James Cartlidge

How to win votes for the BNP

James Cartlidge says that positive discrimination is negatively discriminating against a whole generation of non-racist whites

issue 14 June 2003

The following statement appears on the website of Carlton, owners of ITV: ‘The company does not discriminate between employees or potential employees on grounds of sex, sexual orientation, marital status, religion, colour, race, ethnic origin, age or disability.’ Unless, it would appear, you happen to be white.

As a freelance print journalist with an eye on one day moving into the broadcasting side, my attention was grabbed when I recently saw a recruitment advertisement for a funded training scheme in television news. The scheme sounded like a pretty good way in: it was the ‘award-winning TV training scheme for news journalists’ provided by London News Network (LNN), maker of London Tonight, the flagship regional news programme for Carlton. Three posts were on offer.

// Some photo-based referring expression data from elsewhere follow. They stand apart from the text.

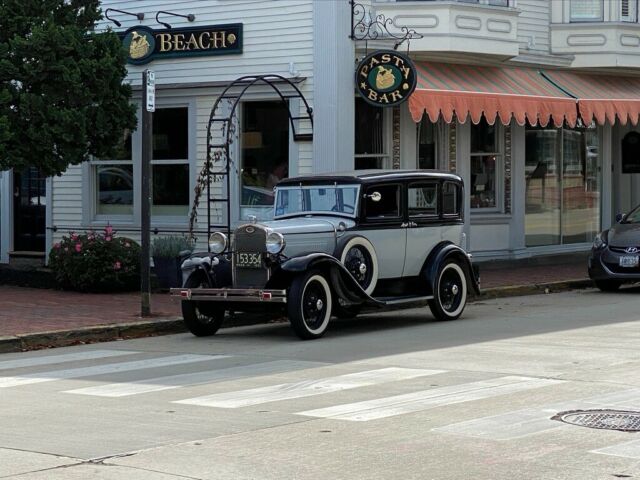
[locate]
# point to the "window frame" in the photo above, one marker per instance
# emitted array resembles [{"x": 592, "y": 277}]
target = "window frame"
[{"x": 499, "y": 170}]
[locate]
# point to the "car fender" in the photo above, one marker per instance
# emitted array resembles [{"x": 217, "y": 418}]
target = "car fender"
[
  {"x": 445, "y": 251},
  {"x": 342, "y": 282}
]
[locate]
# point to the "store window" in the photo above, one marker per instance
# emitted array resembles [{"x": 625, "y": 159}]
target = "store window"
[
  {"x": 371, "y": 142},
  {"x": 170, "y": 162},
  {"x": 486, "y": 162},
  {"x": 264, "y": 142},
  {"x": 562, "y": 199},
  {"x": 586, "y": 10},
  {"x": 114, "y": 181}
]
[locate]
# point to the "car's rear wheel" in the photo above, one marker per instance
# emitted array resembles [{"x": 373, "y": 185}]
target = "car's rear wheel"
[
  {"x": 608, "y": 285},
  {"x": 203, "y": 319},
  {"x": 449, "y": 292},
  {"x": 359, "y": 258},
  {"x": 309, "y": 305}
]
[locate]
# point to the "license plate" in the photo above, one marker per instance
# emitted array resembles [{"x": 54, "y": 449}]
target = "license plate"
[
  {"x": 629, "y": 261},
  {"x": 248, "y": 260}
]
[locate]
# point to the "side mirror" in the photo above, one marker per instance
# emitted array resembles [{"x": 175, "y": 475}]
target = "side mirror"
[{"x": 375, "y": 196}]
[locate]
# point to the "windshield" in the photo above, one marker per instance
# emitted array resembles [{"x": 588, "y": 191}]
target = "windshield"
[
  {"x": 331, "y": 199},
  {"x": 633, "y": 216}
]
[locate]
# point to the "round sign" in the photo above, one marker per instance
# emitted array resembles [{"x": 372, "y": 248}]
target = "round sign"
[
  {"x": 140, "y": 44},
  {"x": 386, "y": 78}
]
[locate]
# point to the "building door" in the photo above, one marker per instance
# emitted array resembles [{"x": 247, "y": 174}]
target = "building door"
[{"x": 29, "y": 210}]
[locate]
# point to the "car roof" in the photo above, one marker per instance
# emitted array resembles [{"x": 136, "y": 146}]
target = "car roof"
[{"x": 370, "y": 176}]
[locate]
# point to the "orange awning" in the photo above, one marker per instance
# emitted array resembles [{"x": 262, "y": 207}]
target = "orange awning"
[
  {"x": 468, "y": 90},
  {"x": 601, "y": 97}
]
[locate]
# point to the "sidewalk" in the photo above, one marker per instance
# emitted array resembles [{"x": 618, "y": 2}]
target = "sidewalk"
[{"x": 39, "y": 318}]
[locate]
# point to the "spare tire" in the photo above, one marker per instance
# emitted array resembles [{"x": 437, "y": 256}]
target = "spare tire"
[{"x": 359, "y": 258}]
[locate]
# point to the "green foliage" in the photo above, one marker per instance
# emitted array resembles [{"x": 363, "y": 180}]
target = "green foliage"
[
  {"x": 62, "y": 99},
  {"x": 96, "y": 262},
  {"x": 170, "y": 246}
]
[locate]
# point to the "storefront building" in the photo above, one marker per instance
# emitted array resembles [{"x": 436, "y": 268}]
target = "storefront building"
[{"x": 535, "y": 104}]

But there was a caveat. LNN had specified that it was looking for applicants only from the following ethnic groups: African, Caribbean, Indian, Bangladeshi, Pakistani and Chinese. I emailed LNN to ask for an application pack, pointing out that I was ‘ethnically white’, and asking if this would affect my chances. The reply from LNN’s personnel department was clear: ‘You only qualify if you belong to the ethnic groups specified in the advert.’

It is worth reflecting on the full implications of this statement. LNN provides news to eight million Londoners, including millions of white Britons but also many thousands of ‘other whites’ such as Greeks, Turks, Eastern Europeans and the growing hordes from the white Commonwealth and Latin America. Yet the only in-house training scheme that LNN now operates has three places and not one of them is open to these people, for no other reason than that they are white. As the LNN personnel department confirmed, this policy also excludes Jews, since they are white.

LNN justifies this racially selective recruitment policy on the old chestnut of ‘positive discrimination’; it is only recruiting from ethnic groups ‘under-represented in the newsroom’.